My general rule for any business transaction is that you don't make money when you sell things -- you always make money when you buy them.  This sounds backward but it is not; buying at a good price is always preferrable to trying to figure out how to claw your way out of the hole when you go to sell whatever that thing might be.

People have gotten seriously-intoxicated on the formerly-suppressed rate environment, especially during the 2020-2023 time period.  Those days are gone and they're very unlikely to come back in my remaining lifetime.  If you expect to see that again within a decade or two I believe you're going to be disappointed at best and are quite-likely to be ruined financially, especially if you are in any way reliant on that.

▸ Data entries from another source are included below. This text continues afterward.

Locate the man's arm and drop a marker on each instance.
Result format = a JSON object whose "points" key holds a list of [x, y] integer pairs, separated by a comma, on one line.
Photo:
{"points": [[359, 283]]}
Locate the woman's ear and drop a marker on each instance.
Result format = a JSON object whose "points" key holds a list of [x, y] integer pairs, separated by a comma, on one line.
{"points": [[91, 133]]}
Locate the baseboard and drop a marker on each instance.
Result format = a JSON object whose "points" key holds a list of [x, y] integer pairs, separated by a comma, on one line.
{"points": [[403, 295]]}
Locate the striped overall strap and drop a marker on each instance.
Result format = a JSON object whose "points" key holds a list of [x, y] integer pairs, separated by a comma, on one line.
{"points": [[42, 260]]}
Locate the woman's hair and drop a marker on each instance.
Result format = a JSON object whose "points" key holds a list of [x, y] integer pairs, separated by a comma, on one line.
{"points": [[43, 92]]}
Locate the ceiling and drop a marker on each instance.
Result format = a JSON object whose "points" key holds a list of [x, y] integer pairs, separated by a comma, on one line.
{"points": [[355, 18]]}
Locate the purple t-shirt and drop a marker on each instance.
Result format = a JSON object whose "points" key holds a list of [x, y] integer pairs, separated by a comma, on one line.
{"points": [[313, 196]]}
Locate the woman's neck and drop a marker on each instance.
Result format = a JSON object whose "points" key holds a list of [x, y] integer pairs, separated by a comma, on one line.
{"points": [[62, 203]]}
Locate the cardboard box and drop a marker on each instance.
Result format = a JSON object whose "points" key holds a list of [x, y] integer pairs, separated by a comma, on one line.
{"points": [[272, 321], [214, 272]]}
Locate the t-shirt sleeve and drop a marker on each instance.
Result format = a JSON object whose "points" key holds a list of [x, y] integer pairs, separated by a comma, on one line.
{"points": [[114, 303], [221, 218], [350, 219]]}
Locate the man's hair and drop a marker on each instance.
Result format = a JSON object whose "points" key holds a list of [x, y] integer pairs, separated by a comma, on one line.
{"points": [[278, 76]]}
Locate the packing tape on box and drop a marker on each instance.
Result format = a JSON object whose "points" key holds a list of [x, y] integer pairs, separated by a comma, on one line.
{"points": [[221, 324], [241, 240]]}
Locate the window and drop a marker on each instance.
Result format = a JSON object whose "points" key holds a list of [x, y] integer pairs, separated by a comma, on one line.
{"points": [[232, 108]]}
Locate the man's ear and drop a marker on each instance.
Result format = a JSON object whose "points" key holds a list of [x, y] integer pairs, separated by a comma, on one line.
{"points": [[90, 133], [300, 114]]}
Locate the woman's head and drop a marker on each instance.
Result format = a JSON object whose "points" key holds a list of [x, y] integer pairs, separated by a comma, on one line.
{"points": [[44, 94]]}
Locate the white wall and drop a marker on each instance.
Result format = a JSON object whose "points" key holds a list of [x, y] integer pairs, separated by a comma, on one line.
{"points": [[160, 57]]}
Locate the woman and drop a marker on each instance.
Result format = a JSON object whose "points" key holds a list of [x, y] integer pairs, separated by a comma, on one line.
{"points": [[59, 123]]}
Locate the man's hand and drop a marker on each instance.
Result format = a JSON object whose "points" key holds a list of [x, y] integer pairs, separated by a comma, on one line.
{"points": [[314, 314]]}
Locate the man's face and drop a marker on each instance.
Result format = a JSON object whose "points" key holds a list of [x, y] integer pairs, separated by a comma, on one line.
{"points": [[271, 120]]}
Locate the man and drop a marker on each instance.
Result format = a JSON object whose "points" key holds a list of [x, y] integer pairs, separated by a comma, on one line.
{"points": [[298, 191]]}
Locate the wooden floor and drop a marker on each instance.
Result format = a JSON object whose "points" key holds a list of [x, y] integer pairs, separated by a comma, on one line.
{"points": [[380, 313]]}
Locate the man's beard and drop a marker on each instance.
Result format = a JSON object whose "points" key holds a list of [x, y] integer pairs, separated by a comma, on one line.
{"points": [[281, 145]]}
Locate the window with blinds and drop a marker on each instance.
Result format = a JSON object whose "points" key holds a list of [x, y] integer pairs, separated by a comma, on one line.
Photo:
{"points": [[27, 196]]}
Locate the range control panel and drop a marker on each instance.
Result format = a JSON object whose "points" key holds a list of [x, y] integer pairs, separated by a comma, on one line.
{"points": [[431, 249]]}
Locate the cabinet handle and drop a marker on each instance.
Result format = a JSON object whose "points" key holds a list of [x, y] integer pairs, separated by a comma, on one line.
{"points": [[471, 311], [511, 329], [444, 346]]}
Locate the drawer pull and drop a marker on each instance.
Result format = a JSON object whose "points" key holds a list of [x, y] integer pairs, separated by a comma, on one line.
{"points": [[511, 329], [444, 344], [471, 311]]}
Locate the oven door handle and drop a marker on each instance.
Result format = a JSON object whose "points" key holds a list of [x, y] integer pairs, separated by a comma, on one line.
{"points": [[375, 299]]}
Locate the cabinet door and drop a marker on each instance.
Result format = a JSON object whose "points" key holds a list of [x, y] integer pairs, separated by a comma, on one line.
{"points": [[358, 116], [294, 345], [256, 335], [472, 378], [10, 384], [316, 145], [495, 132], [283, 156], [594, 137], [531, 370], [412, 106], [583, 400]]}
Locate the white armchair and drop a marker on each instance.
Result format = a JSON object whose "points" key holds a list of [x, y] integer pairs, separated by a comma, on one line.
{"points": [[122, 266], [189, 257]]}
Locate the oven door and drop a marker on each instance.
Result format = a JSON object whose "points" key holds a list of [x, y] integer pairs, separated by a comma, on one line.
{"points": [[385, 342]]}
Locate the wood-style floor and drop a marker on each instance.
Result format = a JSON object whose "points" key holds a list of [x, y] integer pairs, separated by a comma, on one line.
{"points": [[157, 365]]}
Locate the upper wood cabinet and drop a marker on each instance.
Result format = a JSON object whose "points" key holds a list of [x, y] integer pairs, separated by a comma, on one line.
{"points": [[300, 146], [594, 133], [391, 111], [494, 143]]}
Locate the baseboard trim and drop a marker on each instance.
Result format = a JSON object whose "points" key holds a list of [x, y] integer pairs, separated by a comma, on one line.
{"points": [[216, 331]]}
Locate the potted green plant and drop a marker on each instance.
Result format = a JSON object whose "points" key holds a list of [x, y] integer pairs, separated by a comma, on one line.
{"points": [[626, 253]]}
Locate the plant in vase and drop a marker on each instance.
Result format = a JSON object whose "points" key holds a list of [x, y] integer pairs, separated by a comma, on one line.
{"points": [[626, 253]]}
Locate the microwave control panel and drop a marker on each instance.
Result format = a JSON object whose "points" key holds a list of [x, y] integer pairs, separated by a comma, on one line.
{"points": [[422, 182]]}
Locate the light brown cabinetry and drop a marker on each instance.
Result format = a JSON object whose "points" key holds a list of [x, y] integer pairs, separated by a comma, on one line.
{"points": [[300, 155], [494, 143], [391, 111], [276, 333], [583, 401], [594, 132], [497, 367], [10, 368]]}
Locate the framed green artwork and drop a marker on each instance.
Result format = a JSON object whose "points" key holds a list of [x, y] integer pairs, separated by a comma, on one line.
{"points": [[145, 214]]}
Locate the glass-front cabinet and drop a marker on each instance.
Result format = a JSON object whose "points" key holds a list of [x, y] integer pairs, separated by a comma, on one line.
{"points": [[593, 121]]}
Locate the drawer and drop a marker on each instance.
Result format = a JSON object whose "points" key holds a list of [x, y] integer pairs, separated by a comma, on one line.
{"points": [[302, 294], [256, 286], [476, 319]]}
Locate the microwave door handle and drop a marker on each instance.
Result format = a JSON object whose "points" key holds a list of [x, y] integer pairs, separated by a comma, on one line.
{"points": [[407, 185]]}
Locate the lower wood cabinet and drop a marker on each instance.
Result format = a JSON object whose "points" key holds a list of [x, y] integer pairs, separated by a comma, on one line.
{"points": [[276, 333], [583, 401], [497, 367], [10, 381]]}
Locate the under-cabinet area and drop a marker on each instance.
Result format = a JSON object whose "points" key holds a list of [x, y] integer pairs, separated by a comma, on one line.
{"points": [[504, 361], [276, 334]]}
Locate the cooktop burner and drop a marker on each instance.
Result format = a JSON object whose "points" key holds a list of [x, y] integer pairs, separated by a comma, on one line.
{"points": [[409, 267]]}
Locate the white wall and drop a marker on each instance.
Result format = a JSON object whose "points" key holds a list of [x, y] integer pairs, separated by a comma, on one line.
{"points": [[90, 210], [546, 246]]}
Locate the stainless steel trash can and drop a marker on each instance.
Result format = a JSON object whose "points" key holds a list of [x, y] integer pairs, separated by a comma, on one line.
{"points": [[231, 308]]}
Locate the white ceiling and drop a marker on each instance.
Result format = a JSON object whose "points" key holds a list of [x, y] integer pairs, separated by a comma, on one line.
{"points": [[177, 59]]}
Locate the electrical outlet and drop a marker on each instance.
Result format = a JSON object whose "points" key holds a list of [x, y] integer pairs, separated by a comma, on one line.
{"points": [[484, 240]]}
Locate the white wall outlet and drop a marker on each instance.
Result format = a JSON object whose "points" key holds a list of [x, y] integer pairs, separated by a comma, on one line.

Buying property to live on is not the same thing as buying property for commercial purpose, whether long-term or short rental or, for that matter, to set up a business on the land itself.  Those are very different calculations and one has nothing to do with the other; a home is a consumer durable good, not an investment despite the claims otherwise by many over the last couple of decades.  There are a huge number of external factors that can ruin it from an investment perspective (e.g. property taxes shooting the moon) which happen often enough over long periods of time that counting on such is a very bad idea.

Never mind that the "30 year mortgage" never made sense in a world where the average holding time is seven years -- and that latter has been true for decades.  Why?  Go look at an amortization table; you only pay down 10% of the principal during that seven years.  All of the rest of the money went to the bank!  It was the insane view over the last two+ decades of price appreciation that made people think this "worked" when in fact it never did because permanent price appreciation in excess of actual realized inflation is mathematically impossible -- the only question is when that will end, not if it will.  But the securitizers and security holders (e.g. MBS) all banked on that same seven year duration and now, with rates much higher all the older securitized loans are not prepaying (I wouldn't either if I had one when I have a 3% mortgage but can get 5% in short-term Treasuries with no risk!) so now the worm has turned against said holders.  Oops.

In the investment world, including both longer-term "conventional" rental properties and especially the short-term rental world, along with commercial real estate, all this applies and the shorter the term of the rental the greater the risk and thus the greater the cap rate you should and skilled persons will expect because those who overpaid and want to or must sell are sitting on huge capital losses!

Right now there is a severe imbalance in this regard in that cap rates are in many cases below the short-term Treasury rate.

IMHO you'd have to be out of your mind to accept that sort of alleged "return" and thus, at those prices, to be anywhere near that space.